The formula representing gravitational force is pivotal in physics. This formula is:\[ F = \frac{G m_1 m_2}{r^2} \]Here,

• \( F \) is the gravitational force between two masses.
• \( G \) is the gravitational constant, a fixed value that keeps equations consistent.
• \( m_1 \) and \( m_2 \) are the masses of the objects involved.
• \( r \) represents the distance between the centers of these two masses.

This equation emphasizes the inverse square principle where the force is inversely proportional to the square of the distance between the objects. This means that as distance \( r \) increases, the gravitational force \( F \) decreases, and vice versa. Grasping this formula is crucial as it forms the basis for understanding gravitation in physics.

In algebra, isolating a variable means manipulating the equation until that variable is on its own on one side of it. Here's how you isolate \( m_1 \) in the gravitational force formula:First, we aim to clear any fractions. Multiplying both sides by \( r^2 \) helps remove this, giving:\[ F r^2 = G m_1 m_2 \]Now, \( G m_1 m_2 \) is isolated on one side of the equation without a denominator.Next, to further isolate \( m_1 \), divide both sides by \( G m_2 \):\[ m_1 = \frac{F r^2}{G m_2} \]This algebraic step ensures \( m_1 \) stands alone, expressed clearly in terms of the other variables. These techniques of shifting terms and dividing systematically are valuable for solving many algebraic equations.
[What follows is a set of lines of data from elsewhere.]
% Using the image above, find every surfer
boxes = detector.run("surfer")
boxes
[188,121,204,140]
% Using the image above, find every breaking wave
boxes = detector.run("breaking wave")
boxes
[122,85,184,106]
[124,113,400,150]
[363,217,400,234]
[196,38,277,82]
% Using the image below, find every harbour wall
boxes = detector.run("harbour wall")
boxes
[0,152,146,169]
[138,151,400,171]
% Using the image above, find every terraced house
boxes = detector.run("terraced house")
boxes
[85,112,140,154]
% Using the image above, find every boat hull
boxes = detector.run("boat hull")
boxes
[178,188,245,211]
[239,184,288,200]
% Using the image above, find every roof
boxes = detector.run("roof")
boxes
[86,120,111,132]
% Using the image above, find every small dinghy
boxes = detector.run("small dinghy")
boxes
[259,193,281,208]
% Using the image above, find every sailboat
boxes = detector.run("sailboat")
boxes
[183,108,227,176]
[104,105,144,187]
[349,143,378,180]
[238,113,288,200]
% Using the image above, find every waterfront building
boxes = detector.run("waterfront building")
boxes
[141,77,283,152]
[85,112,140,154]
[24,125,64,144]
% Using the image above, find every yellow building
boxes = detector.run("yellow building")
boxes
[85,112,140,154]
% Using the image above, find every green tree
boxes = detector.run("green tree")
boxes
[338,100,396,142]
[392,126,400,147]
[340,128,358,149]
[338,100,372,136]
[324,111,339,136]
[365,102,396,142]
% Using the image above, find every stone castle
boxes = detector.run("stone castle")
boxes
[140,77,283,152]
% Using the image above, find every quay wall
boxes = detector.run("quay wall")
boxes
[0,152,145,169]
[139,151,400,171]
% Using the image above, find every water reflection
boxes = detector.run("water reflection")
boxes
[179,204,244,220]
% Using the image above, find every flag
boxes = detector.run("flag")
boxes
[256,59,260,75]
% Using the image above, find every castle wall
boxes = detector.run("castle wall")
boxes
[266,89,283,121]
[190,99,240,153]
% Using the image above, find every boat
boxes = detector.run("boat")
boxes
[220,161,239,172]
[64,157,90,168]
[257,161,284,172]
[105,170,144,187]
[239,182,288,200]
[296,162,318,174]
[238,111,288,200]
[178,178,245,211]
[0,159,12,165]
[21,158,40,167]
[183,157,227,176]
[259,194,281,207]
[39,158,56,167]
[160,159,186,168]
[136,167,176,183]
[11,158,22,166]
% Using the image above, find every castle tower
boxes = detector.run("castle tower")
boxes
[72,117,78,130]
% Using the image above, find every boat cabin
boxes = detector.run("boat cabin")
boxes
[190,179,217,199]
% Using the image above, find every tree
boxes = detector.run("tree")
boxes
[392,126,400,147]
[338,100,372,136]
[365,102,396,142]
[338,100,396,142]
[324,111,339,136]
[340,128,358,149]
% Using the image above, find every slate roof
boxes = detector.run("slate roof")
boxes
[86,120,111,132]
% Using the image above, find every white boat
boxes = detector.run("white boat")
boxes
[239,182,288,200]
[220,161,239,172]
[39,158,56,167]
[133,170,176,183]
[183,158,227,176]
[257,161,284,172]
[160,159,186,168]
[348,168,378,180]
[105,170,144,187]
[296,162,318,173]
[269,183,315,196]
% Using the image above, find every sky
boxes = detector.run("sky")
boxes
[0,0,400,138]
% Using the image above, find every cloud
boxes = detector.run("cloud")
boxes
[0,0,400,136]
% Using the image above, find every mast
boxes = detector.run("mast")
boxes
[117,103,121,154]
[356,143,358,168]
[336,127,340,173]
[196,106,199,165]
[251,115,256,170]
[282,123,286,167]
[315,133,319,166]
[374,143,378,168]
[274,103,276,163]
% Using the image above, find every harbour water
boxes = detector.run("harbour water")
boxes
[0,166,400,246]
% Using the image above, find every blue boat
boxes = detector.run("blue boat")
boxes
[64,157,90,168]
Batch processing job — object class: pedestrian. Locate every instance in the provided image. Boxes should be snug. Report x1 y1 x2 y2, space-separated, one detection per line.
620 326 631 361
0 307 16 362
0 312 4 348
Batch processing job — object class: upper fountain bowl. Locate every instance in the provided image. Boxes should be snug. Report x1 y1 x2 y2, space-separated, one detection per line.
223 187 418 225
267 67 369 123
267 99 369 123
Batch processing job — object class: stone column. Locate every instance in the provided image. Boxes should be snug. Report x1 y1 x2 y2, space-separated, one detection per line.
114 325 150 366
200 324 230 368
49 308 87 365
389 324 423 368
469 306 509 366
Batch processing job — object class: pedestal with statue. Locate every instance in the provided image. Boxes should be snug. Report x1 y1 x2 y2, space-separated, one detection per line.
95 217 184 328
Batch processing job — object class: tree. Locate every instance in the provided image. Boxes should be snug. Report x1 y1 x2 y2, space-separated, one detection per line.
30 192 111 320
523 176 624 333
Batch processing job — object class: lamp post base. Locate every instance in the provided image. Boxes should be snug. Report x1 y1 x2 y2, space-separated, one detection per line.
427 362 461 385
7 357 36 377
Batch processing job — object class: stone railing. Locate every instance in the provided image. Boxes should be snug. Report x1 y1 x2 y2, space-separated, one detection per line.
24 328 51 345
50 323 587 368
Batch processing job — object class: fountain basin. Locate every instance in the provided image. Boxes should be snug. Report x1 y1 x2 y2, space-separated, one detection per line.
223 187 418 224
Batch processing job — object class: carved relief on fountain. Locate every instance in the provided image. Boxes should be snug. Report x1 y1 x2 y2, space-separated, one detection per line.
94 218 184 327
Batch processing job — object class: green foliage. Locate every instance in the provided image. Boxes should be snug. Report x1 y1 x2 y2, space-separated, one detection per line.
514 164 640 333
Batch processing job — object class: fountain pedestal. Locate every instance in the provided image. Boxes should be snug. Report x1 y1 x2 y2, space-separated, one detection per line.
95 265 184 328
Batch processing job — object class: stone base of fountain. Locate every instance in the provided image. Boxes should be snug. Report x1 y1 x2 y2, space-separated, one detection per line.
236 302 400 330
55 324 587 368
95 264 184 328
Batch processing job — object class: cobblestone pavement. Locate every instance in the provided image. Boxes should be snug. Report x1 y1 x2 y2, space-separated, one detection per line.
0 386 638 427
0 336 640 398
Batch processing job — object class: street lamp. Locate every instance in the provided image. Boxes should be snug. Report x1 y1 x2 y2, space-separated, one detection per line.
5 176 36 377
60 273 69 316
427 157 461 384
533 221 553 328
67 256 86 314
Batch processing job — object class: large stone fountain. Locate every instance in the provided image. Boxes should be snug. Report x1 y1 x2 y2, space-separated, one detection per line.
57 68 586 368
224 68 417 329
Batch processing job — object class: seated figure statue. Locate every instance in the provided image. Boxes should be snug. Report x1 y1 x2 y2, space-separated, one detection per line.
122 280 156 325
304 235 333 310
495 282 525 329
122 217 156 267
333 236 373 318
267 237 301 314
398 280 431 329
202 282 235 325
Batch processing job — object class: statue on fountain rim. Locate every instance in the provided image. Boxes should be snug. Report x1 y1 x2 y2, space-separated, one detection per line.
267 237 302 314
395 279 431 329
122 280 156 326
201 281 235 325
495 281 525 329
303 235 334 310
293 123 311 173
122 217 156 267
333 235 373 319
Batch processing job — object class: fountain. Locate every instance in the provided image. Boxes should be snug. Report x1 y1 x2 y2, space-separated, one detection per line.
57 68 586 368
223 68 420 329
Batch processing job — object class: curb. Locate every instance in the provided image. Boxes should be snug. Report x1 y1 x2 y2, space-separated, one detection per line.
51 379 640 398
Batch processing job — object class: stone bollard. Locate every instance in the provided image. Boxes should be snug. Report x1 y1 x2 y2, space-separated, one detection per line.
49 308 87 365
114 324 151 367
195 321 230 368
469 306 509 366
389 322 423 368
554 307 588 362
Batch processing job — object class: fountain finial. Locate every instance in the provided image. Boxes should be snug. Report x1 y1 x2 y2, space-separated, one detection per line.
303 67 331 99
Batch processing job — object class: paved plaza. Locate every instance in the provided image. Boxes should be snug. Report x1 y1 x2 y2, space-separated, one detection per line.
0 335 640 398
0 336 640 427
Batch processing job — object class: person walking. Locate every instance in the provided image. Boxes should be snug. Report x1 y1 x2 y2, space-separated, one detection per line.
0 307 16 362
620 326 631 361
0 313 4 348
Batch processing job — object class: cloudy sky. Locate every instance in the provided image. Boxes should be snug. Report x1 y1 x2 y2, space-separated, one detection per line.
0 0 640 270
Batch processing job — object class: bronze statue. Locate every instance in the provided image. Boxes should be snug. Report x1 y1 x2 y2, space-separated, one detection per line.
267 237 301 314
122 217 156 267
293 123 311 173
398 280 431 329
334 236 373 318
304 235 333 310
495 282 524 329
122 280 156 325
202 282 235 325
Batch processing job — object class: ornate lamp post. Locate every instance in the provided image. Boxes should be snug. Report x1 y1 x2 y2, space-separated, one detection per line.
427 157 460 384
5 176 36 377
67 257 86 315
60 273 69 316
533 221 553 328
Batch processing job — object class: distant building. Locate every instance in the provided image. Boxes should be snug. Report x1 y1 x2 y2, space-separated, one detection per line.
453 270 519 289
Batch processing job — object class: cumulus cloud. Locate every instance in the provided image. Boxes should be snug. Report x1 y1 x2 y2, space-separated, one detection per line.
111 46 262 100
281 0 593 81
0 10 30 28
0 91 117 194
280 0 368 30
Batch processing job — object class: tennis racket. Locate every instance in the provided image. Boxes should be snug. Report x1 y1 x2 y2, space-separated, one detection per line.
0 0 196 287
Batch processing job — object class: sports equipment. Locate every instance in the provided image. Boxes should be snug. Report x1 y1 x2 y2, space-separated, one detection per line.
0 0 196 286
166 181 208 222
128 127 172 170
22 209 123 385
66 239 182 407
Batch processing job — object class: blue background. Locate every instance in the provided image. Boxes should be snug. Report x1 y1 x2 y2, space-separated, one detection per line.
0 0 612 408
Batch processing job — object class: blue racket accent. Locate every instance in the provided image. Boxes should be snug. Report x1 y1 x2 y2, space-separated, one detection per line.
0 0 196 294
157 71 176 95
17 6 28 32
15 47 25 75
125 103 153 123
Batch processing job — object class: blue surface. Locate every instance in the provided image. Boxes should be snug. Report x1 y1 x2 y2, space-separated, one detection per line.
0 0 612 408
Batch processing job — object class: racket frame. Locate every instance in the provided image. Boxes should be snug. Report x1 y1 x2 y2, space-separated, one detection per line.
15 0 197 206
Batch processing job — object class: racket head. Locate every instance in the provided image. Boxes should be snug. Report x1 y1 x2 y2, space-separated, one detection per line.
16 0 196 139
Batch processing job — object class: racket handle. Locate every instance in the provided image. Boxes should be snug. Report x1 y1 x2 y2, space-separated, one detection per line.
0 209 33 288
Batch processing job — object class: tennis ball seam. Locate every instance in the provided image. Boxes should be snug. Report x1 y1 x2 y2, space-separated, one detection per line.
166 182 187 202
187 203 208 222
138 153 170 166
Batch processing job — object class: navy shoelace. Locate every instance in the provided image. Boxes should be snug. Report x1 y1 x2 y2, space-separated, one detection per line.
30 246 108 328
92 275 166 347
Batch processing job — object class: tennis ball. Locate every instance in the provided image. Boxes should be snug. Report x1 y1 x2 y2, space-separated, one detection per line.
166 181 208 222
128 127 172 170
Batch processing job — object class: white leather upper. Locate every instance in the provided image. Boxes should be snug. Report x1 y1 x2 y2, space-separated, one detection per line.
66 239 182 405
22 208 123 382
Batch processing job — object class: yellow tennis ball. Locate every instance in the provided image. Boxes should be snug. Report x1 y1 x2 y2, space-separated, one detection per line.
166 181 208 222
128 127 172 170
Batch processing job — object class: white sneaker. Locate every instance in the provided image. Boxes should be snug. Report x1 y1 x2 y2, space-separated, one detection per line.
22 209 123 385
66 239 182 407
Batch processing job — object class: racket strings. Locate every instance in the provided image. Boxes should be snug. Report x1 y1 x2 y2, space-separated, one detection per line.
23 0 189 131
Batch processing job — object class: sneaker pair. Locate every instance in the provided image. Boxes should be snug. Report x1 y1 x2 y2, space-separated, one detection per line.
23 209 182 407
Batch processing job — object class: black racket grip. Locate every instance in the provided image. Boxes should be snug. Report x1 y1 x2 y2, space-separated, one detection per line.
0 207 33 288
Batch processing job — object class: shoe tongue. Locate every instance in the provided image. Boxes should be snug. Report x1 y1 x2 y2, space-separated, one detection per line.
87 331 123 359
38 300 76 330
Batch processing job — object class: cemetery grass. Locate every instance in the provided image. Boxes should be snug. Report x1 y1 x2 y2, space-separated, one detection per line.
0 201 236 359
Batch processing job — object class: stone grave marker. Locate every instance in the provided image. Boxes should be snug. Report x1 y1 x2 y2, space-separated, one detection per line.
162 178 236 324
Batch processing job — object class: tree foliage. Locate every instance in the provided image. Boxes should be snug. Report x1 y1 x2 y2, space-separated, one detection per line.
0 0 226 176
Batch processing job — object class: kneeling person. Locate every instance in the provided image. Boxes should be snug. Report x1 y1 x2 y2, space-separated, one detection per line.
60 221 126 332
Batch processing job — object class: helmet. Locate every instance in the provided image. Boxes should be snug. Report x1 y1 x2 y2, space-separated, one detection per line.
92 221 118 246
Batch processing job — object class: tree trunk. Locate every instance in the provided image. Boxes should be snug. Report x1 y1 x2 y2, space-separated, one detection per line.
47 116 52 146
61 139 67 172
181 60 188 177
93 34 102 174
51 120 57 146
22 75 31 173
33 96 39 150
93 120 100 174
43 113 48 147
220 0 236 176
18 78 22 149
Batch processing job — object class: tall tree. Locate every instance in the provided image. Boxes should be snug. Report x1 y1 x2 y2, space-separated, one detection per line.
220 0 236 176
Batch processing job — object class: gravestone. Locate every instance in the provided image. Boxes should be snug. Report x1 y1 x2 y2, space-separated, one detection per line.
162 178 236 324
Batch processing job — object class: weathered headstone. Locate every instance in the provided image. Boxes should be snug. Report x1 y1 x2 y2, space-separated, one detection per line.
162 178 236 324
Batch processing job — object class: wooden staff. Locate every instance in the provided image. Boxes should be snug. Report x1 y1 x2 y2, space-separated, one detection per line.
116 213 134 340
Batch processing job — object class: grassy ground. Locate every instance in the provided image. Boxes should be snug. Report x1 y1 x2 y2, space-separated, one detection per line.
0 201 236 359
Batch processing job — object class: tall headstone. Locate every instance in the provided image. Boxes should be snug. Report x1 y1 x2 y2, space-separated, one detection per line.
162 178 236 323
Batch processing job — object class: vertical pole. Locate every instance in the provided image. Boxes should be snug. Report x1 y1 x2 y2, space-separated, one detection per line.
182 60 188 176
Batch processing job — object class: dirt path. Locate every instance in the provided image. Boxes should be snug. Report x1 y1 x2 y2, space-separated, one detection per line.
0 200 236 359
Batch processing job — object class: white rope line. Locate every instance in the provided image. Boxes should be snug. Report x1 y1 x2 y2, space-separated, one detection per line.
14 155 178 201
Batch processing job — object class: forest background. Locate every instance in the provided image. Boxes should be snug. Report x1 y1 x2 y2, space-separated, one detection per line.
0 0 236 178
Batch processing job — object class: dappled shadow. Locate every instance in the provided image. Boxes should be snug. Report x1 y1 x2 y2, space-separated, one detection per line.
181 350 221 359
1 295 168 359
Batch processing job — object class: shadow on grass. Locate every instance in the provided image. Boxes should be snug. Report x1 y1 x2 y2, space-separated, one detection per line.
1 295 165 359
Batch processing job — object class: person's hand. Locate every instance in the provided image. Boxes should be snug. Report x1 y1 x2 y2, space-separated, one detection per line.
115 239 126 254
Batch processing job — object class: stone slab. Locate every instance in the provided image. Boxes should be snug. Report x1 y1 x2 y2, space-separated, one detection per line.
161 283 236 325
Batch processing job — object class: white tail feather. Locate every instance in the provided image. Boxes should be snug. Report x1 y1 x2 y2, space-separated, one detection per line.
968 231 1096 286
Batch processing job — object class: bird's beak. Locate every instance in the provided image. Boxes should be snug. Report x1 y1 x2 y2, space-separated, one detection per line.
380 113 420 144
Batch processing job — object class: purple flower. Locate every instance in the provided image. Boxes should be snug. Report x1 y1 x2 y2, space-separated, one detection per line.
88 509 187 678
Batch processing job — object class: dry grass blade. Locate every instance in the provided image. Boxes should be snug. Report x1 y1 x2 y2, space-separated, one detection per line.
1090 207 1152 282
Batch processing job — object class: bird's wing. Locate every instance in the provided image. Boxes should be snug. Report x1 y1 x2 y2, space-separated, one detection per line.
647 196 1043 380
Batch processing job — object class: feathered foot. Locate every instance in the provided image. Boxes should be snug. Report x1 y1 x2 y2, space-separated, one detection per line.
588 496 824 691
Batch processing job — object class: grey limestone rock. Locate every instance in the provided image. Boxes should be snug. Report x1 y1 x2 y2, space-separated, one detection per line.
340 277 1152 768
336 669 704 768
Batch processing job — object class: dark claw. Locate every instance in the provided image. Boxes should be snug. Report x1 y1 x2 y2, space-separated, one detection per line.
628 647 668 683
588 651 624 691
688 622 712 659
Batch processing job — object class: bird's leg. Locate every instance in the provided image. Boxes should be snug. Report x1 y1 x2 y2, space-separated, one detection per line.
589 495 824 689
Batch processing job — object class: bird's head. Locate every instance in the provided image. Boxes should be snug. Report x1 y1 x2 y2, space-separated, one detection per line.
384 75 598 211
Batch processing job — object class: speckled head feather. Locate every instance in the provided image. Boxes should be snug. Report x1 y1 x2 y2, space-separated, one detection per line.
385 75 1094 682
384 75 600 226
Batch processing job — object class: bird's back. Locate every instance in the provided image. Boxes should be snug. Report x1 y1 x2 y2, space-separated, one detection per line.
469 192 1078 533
Algebraic manipulation is a critical skill in mathematics, particularly in solving equations. It involves a series of operations such as addition, subtraction, multiplication, and division to rearrange or simplify equations. In the given problem, several manipulation strategies were used:

• Multiplying both sides of the equation by \( r^2 \): This was used to eliminate the fraction in the original formula. Fractions can complicate calculations, so removing them early simplifies the process.
• Dividing by \( Gm_2 \): This was necessary to complete the isolation of the variable \( m_1 \). By dividing, we effectively balance the equation to reveal the isolated variable on one side.

These algebraic techniques are combined to make the equation simpler and solve for the desired variable. Mastering these manipulations allows you to tackle various mathematical problems with confidence.